On Thursday, Nov. 15, the College will host Academy Award-winning director Alexander Payne for this semester’s final Scholar’s Convocation. Payne is the director of several critically acclaimed films. His notable films are “The Descendants,” (2011) and “Nebraska,” (2013). His most recent film is 2017’s “Downsizing.” “The Descendents” depicts the aftermath of a Honolulu attorney’s divorce with painstaking realism.
“Nebraska” is a dark comedy in which an elderly man convinces his son to road trip with him from Montana to Nebraska in order to claim a non-existent million dollars that he believes awaits him there.
“The Descendants” and “Nebraska” have both won their share of awards, ranging from the Academy Award for Best Screenplay (“The Descendants”) to the Palme d’Or (“Nebraska”), which is given to the top film at the Cannes Film Festival. Those two films aside, Payne has earned nominations and awards for earlier films such as “About Schmidt” (2002) and “Sideways” (2004).
A native Midwesterner, Payne hails from Omaha, Nebraska, and is expected to talk about his connection to the Midwest and the ways it informs his work. After graduating from high school, Payne majored in Spanish and history at Stanford before attending UCLA’s film school for his MFA. Despite leaving the Midwest, his work is often set in Nebraska and deals with issues through characters that are ostensibly as normal as anyone else.
Payne has a unique connection to the College, too. His late brother, Nicholas Payne ’72, was an anthropology major at Grinnell.

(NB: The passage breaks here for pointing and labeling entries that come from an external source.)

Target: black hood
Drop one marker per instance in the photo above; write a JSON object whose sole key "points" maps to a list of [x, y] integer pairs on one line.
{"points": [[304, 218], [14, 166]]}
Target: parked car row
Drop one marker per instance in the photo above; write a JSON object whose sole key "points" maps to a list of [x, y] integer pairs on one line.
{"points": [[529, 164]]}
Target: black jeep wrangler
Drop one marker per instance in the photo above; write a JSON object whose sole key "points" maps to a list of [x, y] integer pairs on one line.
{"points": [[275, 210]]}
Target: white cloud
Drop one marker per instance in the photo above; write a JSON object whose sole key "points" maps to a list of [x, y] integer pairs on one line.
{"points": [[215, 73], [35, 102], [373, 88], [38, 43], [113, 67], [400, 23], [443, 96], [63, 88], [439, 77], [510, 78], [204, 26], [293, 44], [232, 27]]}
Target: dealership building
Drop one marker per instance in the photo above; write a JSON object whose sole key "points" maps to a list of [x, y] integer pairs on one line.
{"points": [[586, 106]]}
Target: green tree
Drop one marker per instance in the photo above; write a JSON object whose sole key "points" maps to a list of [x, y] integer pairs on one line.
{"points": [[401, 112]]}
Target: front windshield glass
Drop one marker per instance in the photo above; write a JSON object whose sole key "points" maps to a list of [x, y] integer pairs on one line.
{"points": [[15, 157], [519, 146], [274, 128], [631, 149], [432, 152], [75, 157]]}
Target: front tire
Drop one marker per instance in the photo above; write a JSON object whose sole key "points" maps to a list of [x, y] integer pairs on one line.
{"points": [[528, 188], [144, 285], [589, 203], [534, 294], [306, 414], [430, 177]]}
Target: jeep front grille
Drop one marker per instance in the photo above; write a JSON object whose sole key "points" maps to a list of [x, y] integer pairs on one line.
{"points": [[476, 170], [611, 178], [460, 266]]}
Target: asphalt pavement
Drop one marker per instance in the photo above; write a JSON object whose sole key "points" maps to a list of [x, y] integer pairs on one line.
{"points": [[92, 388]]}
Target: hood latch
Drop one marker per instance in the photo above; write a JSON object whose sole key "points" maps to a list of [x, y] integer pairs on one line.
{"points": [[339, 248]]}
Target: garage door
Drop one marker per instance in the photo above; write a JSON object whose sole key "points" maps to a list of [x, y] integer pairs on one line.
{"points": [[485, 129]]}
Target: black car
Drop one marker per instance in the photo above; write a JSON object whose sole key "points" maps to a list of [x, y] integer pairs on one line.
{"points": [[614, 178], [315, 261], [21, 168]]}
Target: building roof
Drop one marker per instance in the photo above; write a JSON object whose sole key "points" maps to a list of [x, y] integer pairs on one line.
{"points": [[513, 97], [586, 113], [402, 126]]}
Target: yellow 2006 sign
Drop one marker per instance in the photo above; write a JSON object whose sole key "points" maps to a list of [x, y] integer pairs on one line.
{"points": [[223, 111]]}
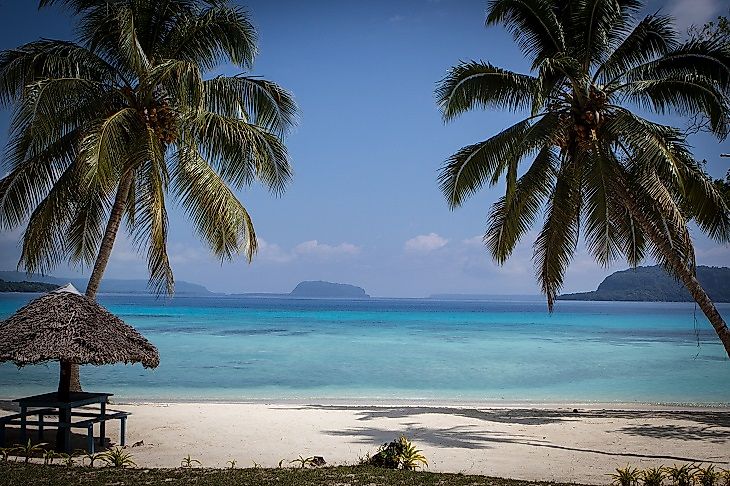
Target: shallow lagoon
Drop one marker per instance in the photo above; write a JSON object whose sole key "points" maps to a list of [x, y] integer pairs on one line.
{"points": [[245, 348]]}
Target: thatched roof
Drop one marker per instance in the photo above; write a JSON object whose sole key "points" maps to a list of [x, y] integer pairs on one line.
{"points": [[65, 325]]}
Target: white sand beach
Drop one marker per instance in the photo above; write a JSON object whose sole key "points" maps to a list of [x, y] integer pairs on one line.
{"points": [[552, 443]]}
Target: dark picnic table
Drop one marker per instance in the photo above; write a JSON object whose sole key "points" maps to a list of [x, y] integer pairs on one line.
{"points": [[63, 407]]}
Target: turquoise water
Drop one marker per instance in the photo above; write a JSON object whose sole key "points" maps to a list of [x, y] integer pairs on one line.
{"points": [[226, 348]]}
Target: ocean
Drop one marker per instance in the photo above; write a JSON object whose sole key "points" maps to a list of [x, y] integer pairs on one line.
{"points": [[499, 351]]}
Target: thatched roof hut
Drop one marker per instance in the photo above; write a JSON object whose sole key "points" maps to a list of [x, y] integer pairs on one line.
{"points": [[66, 326]]}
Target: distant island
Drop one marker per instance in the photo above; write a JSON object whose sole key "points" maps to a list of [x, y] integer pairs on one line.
{"points": [[328, 290], [655, 284], [108, 286], [26, 286], [487, 297]]}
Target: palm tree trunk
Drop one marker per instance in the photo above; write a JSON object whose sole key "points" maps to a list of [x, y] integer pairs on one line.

The Scholars Convocation has been a staple of the College since the 1970s. The mission is to bring a variety of speakers to campus that discuss work in a range of disciplines. Professor David Harrison, French, noted in an email to The S&B, though, that he believes this is the first time an independent filmmaker with critical praise as wide as Payne’s has visited campus.
In addition to being perhaps the first major filmmaker on campus in recent memory, Payne’s presence on campus also makes a symbolic case for artistic practice, specifically film making, as scholarship that is as important as more traditional research.
There are no other planned Scholar’s Convocations from artists this year, so Payne’s lecture is one that students and faculty will not want to miss.
Payne’s lecture will take place at 11:00 a.m. on Thursday, Nov. 15, in the Joe Rosenfield Center, Room 101.